Wednesday, March 9, 2011

Consultation today

I am going to the hospital today to talk about the procedure and have some tests done. I don't trust my crappy gynecologist anymore, so perhaps her estimation of my progress was wrong. My biggest fear at this point is that I am further along in this pregnancy than she thought. It's a bummer not trusting medical professionals.

We'll do an ultrasound to get the exact date or close to it and then discuss what is necessary to terminate the pregnancy, based on what they see.

I feel strangely numb today. I guess that I have maybe gone into some kind of detached place to protect myself. I have been a wreck these last few days. Last night I stood in front of the mirror for almost an hour rubbing my belly and looking at a profile that was not there a week ago.

I measured my belly, and it is at 36 inches at its biggest after a full day, probable bloating, etc. But even still, how is that possible? My waist in mid-January, measured for a bridesmaid's dress, was at 31 inches.

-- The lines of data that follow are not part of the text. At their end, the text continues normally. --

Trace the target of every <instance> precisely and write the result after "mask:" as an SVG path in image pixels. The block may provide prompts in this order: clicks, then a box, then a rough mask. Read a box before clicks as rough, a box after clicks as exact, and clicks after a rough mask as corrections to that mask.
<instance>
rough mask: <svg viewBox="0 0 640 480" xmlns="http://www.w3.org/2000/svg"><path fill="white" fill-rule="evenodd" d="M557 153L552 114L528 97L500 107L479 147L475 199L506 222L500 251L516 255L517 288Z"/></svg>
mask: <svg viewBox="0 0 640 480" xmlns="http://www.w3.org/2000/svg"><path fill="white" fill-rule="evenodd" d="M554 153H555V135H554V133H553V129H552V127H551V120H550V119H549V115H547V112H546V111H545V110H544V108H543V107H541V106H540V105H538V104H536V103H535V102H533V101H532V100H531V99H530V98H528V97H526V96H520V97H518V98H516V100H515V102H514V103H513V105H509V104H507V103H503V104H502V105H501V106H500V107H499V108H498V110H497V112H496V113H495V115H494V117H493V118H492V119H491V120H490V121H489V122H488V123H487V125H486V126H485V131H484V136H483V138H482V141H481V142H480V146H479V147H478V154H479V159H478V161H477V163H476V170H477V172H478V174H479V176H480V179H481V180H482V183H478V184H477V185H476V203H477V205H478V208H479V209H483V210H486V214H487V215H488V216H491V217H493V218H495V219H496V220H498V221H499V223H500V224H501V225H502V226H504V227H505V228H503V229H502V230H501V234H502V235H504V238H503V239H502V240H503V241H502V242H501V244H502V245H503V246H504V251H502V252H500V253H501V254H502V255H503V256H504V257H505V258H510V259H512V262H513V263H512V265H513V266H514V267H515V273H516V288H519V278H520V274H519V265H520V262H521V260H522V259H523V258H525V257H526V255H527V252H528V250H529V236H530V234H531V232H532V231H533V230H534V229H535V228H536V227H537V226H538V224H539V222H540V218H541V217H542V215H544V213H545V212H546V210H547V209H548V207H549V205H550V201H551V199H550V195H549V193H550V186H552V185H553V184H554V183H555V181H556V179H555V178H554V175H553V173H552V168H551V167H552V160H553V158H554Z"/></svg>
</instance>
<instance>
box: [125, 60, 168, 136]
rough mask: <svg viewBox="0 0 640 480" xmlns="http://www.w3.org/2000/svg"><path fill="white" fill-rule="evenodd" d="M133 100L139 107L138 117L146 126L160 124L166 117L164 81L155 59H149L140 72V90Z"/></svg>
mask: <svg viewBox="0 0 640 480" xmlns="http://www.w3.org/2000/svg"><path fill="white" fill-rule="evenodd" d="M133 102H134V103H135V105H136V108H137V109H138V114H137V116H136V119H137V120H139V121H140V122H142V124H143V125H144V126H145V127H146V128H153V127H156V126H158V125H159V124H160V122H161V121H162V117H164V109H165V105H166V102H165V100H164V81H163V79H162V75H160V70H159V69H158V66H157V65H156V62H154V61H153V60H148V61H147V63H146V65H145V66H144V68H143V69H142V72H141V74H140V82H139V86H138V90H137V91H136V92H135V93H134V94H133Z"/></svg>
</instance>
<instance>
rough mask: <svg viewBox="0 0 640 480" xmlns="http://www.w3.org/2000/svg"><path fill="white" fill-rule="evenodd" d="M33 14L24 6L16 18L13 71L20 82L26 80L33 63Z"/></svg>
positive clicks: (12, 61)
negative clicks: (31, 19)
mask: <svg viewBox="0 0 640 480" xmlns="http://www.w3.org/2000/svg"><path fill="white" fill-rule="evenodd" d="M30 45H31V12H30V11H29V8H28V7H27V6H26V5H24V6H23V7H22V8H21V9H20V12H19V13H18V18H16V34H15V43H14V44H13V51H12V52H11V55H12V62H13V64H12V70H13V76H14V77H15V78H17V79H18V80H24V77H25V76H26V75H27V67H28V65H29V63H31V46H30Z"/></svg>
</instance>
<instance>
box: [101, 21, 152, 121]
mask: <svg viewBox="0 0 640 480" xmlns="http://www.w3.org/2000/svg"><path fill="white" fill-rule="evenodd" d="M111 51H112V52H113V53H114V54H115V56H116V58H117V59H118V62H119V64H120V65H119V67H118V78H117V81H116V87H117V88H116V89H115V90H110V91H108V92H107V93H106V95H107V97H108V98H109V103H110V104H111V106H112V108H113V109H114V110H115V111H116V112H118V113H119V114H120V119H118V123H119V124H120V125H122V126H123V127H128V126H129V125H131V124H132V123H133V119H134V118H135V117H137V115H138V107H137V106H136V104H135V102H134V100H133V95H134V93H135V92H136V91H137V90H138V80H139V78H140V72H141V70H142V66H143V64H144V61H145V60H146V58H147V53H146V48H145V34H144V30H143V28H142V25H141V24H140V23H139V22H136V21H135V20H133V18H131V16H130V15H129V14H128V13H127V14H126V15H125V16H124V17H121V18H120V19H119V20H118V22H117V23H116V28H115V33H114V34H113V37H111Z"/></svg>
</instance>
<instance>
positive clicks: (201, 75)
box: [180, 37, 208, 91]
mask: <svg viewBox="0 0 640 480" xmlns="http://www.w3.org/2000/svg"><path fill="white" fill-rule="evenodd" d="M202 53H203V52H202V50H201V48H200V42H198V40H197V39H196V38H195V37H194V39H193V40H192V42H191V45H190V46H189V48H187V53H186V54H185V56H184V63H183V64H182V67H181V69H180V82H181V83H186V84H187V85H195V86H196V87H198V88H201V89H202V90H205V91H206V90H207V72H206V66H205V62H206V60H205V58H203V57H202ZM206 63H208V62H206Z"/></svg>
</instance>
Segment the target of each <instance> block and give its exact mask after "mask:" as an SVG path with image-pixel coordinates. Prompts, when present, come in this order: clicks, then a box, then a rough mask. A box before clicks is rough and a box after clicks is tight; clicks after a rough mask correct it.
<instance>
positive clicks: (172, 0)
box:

Today I am wearing stretchy pants because my jeans were becoming painful yesterday. I hadn't washed the jeans for fear that they'd shrink, but even still I sat all day yesterday them unzipped at work and then unzipped at my weekly trivia night with my friends. Yup.

...
Yeah, just thinking about the consultation while writing this entry, I've become shaky and scared. Guess that detchament thing wore off fast.
...

I still feel that there are only two scenarios I would bring this pregnancy to term:

First, if there is some reason that I face heightened risks or damage to my future pregnancies. Being unable to have children has been, irrationally, a fear of mine for a while. I know I want children. I don't want to hurt my chances at having a healthy pregnancy.

I understand from what I've read about various surgical abortions online that the risks to future pregnancies are very low, but given my odds of getting pregnant in the first place, I'm not one for playing with numbers right now.

Second, I am scared that I am farther along. For me, I think there is some line where I could no longer choose abortion that falls before the legal limit. For each person, this point is different. I suppose I'm talking about the point where life begins. I'm not really equipped to tackle that right now, but it's something this blog will discuss in detail, I am sure.

I'm picking up boyfriend now to head to the hospital. Here we go.